Minister Ruth Vertigan was at yesterday’s protest with the Uniting Church. She told New Matilda that “it was a large crowd, hundreds, maybe 1,000 people, and a huge range of different groups all on the same page.
“It filled up the forecourt and steps of Parliament house.”
At the thing-themed protest, “there were even people saying ‘my wheelchair is a thing’, and we had a couple of kids walking around saying ‘thing one, thing two’,” she said.
— Lynn MacLaren (@lynnmaclaren) February 23, 2016
It’s a light spin on a heavy-handed piece of legislation. The bill has been slammed by three United Nations special rapporteurs: David Kaye, on freedom of expression; Maina Kiai, on freedom of peaceful assembly and association; and Michel Forst, on human rights defenders.
In a joint statement last week, they said that the bill lacks “a necessary [and]legitimate aim” and would criminalise “legitimate protest actions”.
“If the bill passes, it would go against Australia’s international obligations under international human rights law, including the rights to freedom of opinion and expression as well as peaceful assembly and association,” the three United Nations watchdogs said.
Kaye warned it would have a “chilling affect of silencing dissenters,” while Kiai said it “prioritises business and government resource interests over the democratic rights of individuals”.
Ahead of speaking at the protest, Greens MLC Lynn Maclaren told New Matilda that the bill has exposed the Barnett’s government’s “agenda to serve the interests of big business”.
“This is about recognising that our rights are at risk: Our simple basic rights to dissent from public policy – to stand up and speak our minds and peacefully protest against government decisions – is at risk,” Maclaren said.

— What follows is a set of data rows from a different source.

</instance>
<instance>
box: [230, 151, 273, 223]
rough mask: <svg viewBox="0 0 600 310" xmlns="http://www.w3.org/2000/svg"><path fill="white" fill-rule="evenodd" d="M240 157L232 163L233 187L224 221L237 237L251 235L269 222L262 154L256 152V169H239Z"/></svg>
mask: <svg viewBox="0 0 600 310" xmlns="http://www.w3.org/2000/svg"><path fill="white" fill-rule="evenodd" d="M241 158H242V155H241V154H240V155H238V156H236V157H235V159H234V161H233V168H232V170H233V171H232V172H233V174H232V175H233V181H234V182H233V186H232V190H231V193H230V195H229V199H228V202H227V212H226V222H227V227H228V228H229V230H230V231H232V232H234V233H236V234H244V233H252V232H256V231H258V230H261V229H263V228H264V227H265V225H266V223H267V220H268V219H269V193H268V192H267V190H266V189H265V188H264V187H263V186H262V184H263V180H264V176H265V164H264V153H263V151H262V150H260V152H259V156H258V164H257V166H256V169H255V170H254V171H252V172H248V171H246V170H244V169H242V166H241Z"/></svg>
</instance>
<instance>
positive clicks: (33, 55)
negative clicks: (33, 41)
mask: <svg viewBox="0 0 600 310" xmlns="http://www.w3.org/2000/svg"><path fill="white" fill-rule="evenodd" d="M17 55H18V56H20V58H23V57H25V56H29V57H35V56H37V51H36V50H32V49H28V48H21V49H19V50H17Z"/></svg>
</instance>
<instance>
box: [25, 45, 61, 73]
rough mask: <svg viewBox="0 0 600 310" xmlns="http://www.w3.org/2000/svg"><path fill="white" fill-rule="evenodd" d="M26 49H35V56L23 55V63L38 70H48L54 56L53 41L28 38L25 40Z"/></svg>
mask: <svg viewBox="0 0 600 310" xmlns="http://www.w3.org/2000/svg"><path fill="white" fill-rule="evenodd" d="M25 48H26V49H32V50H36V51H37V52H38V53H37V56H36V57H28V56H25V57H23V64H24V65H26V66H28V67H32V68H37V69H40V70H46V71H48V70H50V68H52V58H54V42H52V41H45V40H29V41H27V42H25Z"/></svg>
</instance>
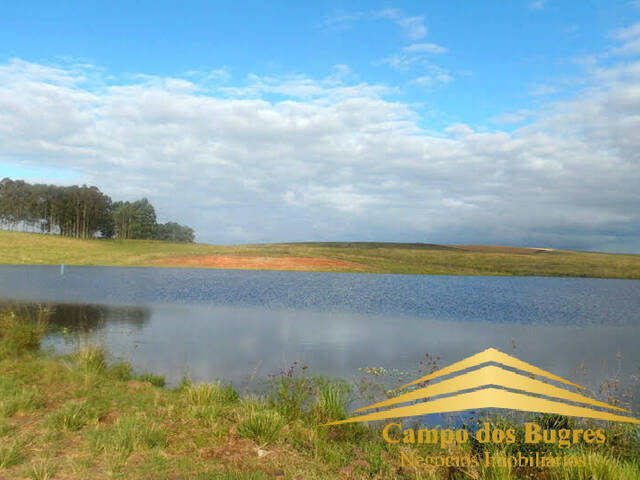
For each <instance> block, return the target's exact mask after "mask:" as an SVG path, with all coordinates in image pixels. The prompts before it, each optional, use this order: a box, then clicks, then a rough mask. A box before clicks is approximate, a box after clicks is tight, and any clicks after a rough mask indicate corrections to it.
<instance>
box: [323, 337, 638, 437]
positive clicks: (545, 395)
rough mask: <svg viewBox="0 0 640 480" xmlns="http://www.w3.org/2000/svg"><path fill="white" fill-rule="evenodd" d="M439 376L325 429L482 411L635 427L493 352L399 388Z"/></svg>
mask: <svg viewBox="0 0 640 480" xmlns="http://www.w3.org/2000/svg"><path fill="white" fill-rule="evenodd" d="M485 364H487V365H485ZM505 367H507V368H505ZM519 372H523V373H519ZM445 376H449V378H446V379H441V380H440V381H438V382H437V383H430V384H428V385H426V386H424V387H420V388H417V389H415V390H411V391H408V392H407V393H403V394H401V395H398V396H396V397H394V398H390V399H388V400H384V401H382V402H378V403H374V404H373V405H369V406H366V407H362V408H359V409H358V410H355V411H354V412H353V413H355V414H356V415H354V416H352V417H350V418H347V419H345V420H340V421H336V422H330V423H327V424H326V425H338V424H343V423H352V422H367V421H373V420H384V419H388V418H402V417H414V416H420V415H427V414H433V413H450V412H459V411H464V410H479V409H484V408H499V409H510V410H519V411H524V412H533V413H546V414H556V415H564V416H570V417H583V418H592V419H596V420H607V421H616V422H628V423H638V424H640V420H638V419H636V418H633V417H631V416H629V415H628V414H629V413H630V412H629V411H628V410H625V409H624V408H620V407H616V406H614V405H609V404H607V403H604V402H601V401H598V400H595V399H593V398H589V397H587V396H585V395H582V394H581V393H576V392H572V391H571V390H568V389H567V388H560V387H557V386H555V385H552V384H551V383H545V382H542V381H540V380H536V379H535V378H532V377H533V376H538V377H542V378H545V379H547V380H552V381H555V382H558V383H561V384H564V385H568V386H570V387H574V388H575V389H577V390H578V391H580V390H584V387H581V386H580V385H578V384H576V383H573V382H570V381H568V380H565V379H563V378H560V377H559V376H557V375H554V374H552V373H549V372H547V371H545V370H542V369H541V368H538V367H535V366H533V365H531V364H529V363H526V362H523V361H521V360H518V359H517V358H515V357H512V356H511V355H507V354H506V353H503V352H501V351H499V350H496V349H495V348H489V349H487V350H484V351H483V352H480V353H478V354H476V355H472V356H471V357H468V358H466V359H464V360H461V361H459V362H456V363H454V364H452V365H449V366H448V367H445V368H442V369H440V370H437V371H435V372H433V373H431V374H429V375H425V376H424V377H421V378H418V379H417V380H414V381H413V382H410V383H407V384H406V385H403V386H402V387H401V388H403V389H404V388H407V387H410V386H413V385H420V384H424V383H426V382H431V380H435V379H438V378H440V377H445ZM374 409H375V410H376V411H373V412H372V411H371V410H374ZM367 412H368V413H367Z"/></svg>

She said that as awareness of the legislation grows, Premier Collin Barnett is “losing social licence to operate in this way”. West Australian Labor leader Mark McGowan told New Matilda the party will “stand with the community” and would repeal the “extreme” laws if elected.
“They have potential to see Western Australians treated as criminals for attending peaceful protests, or locking their gates to prevent mining exploration on their property, or simply being in possession of a ‘thing’,” McGowan said.

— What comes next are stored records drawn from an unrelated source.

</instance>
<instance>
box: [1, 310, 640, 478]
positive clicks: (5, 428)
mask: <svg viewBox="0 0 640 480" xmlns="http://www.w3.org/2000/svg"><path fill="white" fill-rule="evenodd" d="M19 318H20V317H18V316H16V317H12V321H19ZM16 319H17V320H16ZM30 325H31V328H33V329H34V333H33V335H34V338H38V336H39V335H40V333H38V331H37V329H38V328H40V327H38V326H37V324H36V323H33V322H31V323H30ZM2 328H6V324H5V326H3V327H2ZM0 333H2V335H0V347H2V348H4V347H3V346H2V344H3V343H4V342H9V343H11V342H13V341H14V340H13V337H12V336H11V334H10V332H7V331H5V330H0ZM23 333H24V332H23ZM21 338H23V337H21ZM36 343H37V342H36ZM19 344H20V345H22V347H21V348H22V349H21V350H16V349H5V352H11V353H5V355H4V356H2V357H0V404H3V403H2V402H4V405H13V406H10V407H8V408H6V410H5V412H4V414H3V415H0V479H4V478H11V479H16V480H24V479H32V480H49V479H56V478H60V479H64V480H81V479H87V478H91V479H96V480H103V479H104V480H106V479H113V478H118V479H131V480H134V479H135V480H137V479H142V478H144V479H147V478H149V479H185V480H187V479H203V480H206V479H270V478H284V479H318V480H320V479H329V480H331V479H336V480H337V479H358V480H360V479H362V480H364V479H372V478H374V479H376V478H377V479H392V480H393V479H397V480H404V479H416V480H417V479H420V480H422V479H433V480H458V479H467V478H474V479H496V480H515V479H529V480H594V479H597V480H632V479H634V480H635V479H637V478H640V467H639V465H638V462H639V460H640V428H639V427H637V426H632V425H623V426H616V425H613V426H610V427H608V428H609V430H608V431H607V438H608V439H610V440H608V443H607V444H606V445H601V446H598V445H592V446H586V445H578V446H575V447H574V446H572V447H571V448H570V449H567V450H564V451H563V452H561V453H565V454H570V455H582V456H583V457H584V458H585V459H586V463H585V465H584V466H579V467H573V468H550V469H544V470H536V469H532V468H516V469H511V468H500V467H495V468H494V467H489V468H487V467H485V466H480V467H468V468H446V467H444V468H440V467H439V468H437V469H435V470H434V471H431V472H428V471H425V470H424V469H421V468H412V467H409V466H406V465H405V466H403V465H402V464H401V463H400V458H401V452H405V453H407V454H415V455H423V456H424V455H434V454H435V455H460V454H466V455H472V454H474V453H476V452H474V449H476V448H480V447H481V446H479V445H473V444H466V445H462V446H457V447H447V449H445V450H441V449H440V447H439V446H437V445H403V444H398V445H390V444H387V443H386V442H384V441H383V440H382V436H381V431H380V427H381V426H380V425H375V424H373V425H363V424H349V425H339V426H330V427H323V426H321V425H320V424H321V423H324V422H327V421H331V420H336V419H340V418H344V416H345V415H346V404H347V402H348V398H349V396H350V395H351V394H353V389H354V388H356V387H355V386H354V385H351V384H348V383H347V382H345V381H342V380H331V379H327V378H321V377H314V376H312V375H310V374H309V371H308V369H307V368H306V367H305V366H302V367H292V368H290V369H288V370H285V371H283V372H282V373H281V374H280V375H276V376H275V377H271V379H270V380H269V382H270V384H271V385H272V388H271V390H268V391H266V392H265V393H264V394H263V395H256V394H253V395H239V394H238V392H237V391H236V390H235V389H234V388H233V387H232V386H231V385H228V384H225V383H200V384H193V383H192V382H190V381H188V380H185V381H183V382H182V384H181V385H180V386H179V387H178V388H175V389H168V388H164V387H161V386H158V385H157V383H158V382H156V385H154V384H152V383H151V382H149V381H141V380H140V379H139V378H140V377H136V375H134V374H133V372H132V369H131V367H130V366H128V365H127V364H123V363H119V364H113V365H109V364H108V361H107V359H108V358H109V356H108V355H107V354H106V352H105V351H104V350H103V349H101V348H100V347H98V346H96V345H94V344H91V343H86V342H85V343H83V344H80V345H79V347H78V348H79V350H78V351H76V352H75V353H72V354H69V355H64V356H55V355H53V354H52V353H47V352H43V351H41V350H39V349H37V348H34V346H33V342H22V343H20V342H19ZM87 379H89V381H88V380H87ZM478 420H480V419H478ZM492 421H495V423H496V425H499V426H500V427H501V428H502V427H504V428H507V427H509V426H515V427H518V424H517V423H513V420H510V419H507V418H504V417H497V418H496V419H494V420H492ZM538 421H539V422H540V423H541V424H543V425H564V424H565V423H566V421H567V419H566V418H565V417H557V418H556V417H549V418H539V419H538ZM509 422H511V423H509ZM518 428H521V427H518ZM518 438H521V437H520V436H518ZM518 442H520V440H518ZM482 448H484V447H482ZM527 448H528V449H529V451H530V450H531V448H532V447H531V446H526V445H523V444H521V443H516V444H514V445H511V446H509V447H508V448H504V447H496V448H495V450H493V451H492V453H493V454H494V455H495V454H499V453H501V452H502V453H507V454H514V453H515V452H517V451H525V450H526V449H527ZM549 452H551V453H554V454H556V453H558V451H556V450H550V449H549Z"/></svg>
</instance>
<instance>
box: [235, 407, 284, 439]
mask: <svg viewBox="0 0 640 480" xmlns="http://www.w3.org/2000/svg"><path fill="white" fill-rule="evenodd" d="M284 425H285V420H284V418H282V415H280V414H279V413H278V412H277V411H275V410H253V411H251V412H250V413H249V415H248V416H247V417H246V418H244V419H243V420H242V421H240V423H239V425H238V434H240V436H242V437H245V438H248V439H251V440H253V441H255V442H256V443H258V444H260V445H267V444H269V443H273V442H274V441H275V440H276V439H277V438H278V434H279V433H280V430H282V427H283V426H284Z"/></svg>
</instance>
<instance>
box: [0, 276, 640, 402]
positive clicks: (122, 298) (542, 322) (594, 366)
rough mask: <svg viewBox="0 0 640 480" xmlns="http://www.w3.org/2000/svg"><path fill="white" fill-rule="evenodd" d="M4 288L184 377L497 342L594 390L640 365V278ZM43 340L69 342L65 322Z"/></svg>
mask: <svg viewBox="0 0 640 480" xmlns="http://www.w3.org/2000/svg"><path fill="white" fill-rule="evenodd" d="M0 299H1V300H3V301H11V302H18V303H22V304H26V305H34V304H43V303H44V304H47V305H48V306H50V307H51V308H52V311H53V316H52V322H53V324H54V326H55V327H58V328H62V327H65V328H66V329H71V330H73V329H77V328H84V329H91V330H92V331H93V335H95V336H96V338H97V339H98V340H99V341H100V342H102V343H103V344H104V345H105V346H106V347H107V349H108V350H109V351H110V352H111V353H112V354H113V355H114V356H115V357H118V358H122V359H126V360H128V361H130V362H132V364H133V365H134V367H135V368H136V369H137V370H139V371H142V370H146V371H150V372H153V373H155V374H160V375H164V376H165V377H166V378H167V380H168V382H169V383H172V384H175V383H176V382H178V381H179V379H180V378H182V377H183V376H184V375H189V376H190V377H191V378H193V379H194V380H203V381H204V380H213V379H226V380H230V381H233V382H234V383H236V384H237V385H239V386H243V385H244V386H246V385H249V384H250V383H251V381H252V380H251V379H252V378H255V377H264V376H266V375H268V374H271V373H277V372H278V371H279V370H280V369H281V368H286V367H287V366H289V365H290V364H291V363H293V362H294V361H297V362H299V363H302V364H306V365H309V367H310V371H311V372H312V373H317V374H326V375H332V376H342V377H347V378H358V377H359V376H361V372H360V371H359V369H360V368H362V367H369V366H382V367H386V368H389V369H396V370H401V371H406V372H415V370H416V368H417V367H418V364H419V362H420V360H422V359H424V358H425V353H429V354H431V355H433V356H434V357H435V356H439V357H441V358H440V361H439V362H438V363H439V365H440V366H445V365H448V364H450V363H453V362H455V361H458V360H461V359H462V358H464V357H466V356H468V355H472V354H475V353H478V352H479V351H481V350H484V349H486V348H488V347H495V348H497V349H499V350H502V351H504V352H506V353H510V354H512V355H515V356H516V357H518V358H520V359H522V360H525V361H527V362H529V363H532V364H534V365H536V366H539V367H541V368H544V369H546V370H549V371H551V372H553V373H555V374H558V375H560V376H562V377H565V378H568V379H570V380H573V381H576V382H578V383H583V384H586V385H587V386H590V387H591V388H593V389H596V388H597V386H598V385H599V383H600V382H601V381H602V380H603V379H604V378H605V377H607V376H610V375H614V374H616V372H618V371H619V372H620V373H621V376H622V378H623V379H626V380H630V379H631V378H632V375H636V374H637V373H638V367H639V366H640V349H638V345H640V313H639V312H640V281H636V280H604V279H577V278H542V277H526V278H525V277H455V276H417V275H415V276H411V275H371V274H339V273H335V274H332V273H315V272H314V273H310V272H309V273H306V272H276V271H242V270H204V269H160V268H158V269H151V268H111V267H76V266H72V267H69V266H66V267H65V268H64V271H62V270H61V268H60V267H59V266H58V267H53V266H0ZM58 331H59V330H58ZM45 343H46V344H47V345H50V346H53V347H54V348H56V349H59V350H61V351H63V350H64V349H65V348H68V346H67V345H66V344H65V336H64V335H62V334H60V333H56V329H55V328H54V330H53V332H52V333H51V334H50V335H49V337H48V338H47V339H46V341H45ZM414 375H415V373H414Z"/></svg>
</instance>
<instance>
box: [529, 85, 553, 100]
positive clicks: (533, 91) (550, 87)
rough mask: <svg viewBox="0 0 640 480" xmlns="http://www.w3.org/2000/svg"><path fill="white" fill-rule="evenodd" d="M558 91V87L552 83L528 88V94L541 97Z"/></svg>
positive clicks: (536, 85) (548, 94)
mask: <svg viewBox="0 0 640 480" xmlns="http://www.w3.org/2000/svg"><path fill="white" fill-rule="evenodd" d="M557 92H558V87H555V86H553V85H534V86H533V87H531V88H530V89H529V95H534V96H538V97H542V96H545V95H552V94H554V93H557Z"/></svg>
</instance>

Simone van Hattem, the head of community engagement at the Conservation Council of Western Australia, said civil society “will make this an election issue” if the government doesn’t drop the “undemocratic bill”.
“Today we want to show the diversity of the campaign, that real people are opposed to this and to engage the wider community on this issue,” she said.
Such a campaign appears to be the only way to stop the bill, which last week passed through one chamber of Parliament. The Barnett government controls both houses, and has staunchly refused requests from Labor and the Greens to narrow the scope of the bill.
The President of the West Australian Law Society, Mathew Keogh has previously told New Matilda that the broad drafting of the bill “represents a breakdown of the rule of law, that the law applies to all people”.
He said “the legislation is so broad that it is almost impossible to say how they may be applied down the track,” and that it “may erode fundamental aspects of our criminal justice system”.
In contrast, the state’s Attorney General Michael Mischin has suggested the bill is actually “very precisely and well drafted”. He’s insisted that the police will only use the legislation to go after protestors who use devices like thumb locks, arm locks, or tree-sits, which were used in protests against the James Price Point gas hub.
Critics of the bill say there’s nothing in the legislation to suggest this motive, given it refers only to physically preventing a lawful activity or the use of “a thing” used to prevent one.
Minister Vertigan said that at the protest “there were farmers who were opposed to fracking on their land, and could be imprisoned for ‘locking their gate’.”
Personally, she is concerned that actions like those of religious leaders who have offered shelter to asylum seekers the Federal government wants to return to Nauru may be captured by the anti-protest law.
“We need to be able to protest peacefully,” Minister Vertigan said. “We have always done so: Every now and then governments do act unjustly, and we do need to defend our democracy.”